Cork vs Senses
Cork (Cloverdale Paint) and Senses (Jotun) come from different manufacturers. Hue-wise, Cork belongs to the beige family and Senses to the beige-greige family. The 10-point LRV gap — 51 for Cork vs 41 for Senses — means Cork will open up a space more effectively. ΔE 6.9 means they're clearly different, but not dramatically so — they'd pair well in the same room. Below you'll find 5 real-room photo comparisons where both colors appear side by side, plus 5 simulated room previews.
Cork vs Senses in Real Spaces
5 real rooms side by side. Cork and Senses are close enough that the difference can be hard to judge from a chip alone — these photos show how each reads at scale, across different spaces and lighting conditions.
Living Room
A living room wall sees more varied light than almost any other surface in the house, which makes the choice between these two more nuanced than a chip suggests. Cork reflects noticeably more light off the walls, making the space read more open than Senses.
Bedroom
Bedrooms are typically lit with warmer, lower light than the rest of the house — a condition that flatters warm tones and deepens cool ones. Cork returns significantly more light to the room — in a smaller or darker space, that difference in perceived brightness is hard to miss.
Kitchen
Kitchens often have the harshest, most revealing light in the house — under-cabinet LEDs and overhead fixtures that strip away subtlety. Cork returns significantly more light to the room — in a smaller or darker space, that difference in perceived brightness is hard to miss.
Dining Room
Dining rooms often rely on warm incandescent or candlelight, which flatters warm undertones and mutes cool ones. The LRV gap is large enough that Cork will make the room feel meaningfully brighter than Senses would.
Bathroom
Small bathrooms intensify color. A shade that seems quiet in a larger room can feel immersive when you're surrounded by it on four walls. Cork returns significantly more light to the room — in a smaller or darker space, that difference in perceived brightness is hard to miss.
Color Details
Cork vs Senses Simulated Comparison
5 simulated room previews — drag the slider on each to see Cork on one side and Senses on the other.

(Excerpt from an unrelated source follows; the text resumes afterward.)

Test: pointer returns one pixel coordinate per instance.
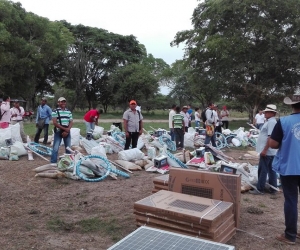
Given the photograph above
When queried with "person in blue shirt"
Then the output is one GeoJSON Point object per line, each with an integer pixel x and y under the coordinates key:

Digital color is approximate. These simulations are generated from the manufacturer's hex values and overlaid on grayscale room photos — your screen's calibration, brightness, and viewing angle all affect how they render. Before committing to either color, test physical samples in your own space under the light you actually live with.
More Cork comparisons
See how Cork stacks up against other well-photographed colors across different brands and tones.